Il a d’ailleurs fait tomber dans son escarcelle Nura, une marque australienne spécialisée dans la personnalisation d’écoute et d’ajustement auditif issue de technologies médicales avec un fonctionnement autour des ondes acoustiques pour se caler sur la sensibilité des oreilles de l’utilisateur et optimiser la qualité sonore. Une idée qui traduit bien un possible suivi de la santé auditive à l’aide d’écouteurs sans fil de qualité, car c’est Denon qui en a hérité dans ses PerL Pro. Et l’on envisage facilement l’implantation des technologies médicales maison (fréquence cardiaque, oxygénation du sang, température, etc.) dans ces écouteurs.
Le rachat de spécialistes de la conception d’enceintes pour la maison, fixes ou portables, avec ou sans assistants vocaux, ainsi que d’autres équipements sont aussi de possibles éléments pour élargir et renforcer un suivi médical à domicile où tout serait connecté pour faciliter les interactions avec, par exemple, du personnel soignant loin du patient, des informations fournies en permanence.
Finalement, Masimo suit une voie dans laquelle d’autres géants de la tech sans ses connaissances médicales cherchent aussi à s’engouffrer. Les montres connectées sont devenues de véritables petits assistants médicaux au poignet. Garmin, Samsung, Withings et surtout Apple, le plus avancé du lot dans la recherche médicale et tech, ont des produits qui promettent multiples fonctions de santé. Mais elles sont avant tout tournées vers les consommateurs quand Masimo veut aussi parler à de potentiels patients. Et le groupe de Joe Kiani se bat également pour ça. Au point de défendre ses brevets et ses positions.
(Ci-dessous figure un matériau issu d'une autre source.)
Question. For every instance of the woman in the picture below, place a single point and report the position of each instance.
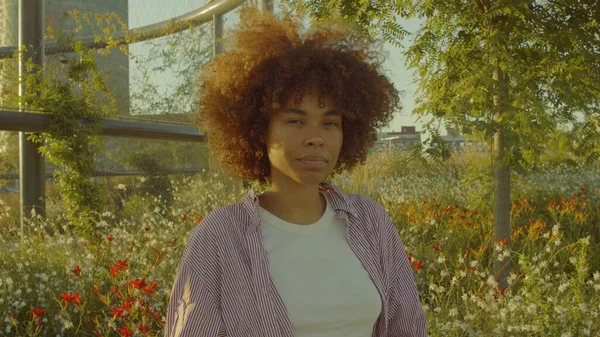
(289, 109)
David contre les Goliath de la tech
Il n'a ainsi pas hésité à s'attaquer à de plus gros poissons que lui. Dès 1999, il s'en prend à son principal concurrent Nellcor, autre fournisseur d'oxymètres, violation de brevet, obtenant près de 800 millions de dollars 10 ans plus tard et 45 millions supplémentaires dans une autre action antitrust parallèle contre ce même Nellcor. Philips Healthcare a également subi ses foudres et été sommé de payer 300 millions de dollars pour un brevet de monitoring de santé avant que les deux entreprises ne signent un partenariat autour d’un système de surveillance continue et de solutions thérapeutiques. C’est désormais autour d’Apple d’être dans le viseur de Joe Kiani.
Depuis trois ans, Masimo cherche à faire valoir ses brevets et accuse son voisin californien de violation de brevet et vol de secrets industriels. L’entreprise basée à Irvine a ainsi indiqué à la justice, qu’après le lancement de son oxymètre en 2013, elle avait reçu un appel d’Apple proposant une collaboration. Cela n’avait pas abouti, mais le médecin-chef de Masimo avait ensuite fait ses bagages pour Cupertino, ainsi qu’un des chercheurs de pointe du groupe.
Selon Masimo, les brevets déposés ensuite par Apple auraient été basés sur sa technologie et une plainte a été déposée dès 2020 avant que le procès ne soit annulé et aucun accord trouvé l’année suivante. Mais avec l'intervention de l'ITC, l'instance internationale, Apple doit suspendre ses ventes en attendant un ajustement logiciel pour échapper aux poursuites et sanctions.

Loin d'être son seul appareil au catalogue, l’oxymètre reste le produit phare de Masimo, représentant près de 80% de ses revenus. Lors du Covid, l’oxymètre avait même été miniaturisé dans des bracelets fournis aux hôpitaux et fonctionnant avec une application. C’est devenu par la suite une montre connectée baptisée Advanced Health Tracking, avec de multiples fonctions de santé (fréquence cardiaque, oxygénation du sang, hydratation, rythme cardiaque, etc.). L’appareil est actuellement en test des hôpitaux saoudiens. Si l’idée séduit, la montre cherche encore à se faire un nom et une renommée.
"Même dans une société de consommation, je crois que la meilleure technologie l’emporte toujours", confiait Joe Kiani à Forbes il y a quelques années. "Plus l’entreprise est engagée, plus elle gagne et je m’y engage." En tout cas, il est engagé à se lancer dans des bras de fer avec les plus gros. Autant pour défendre sa cause, son entreprise, que pour se faire une place au soleil.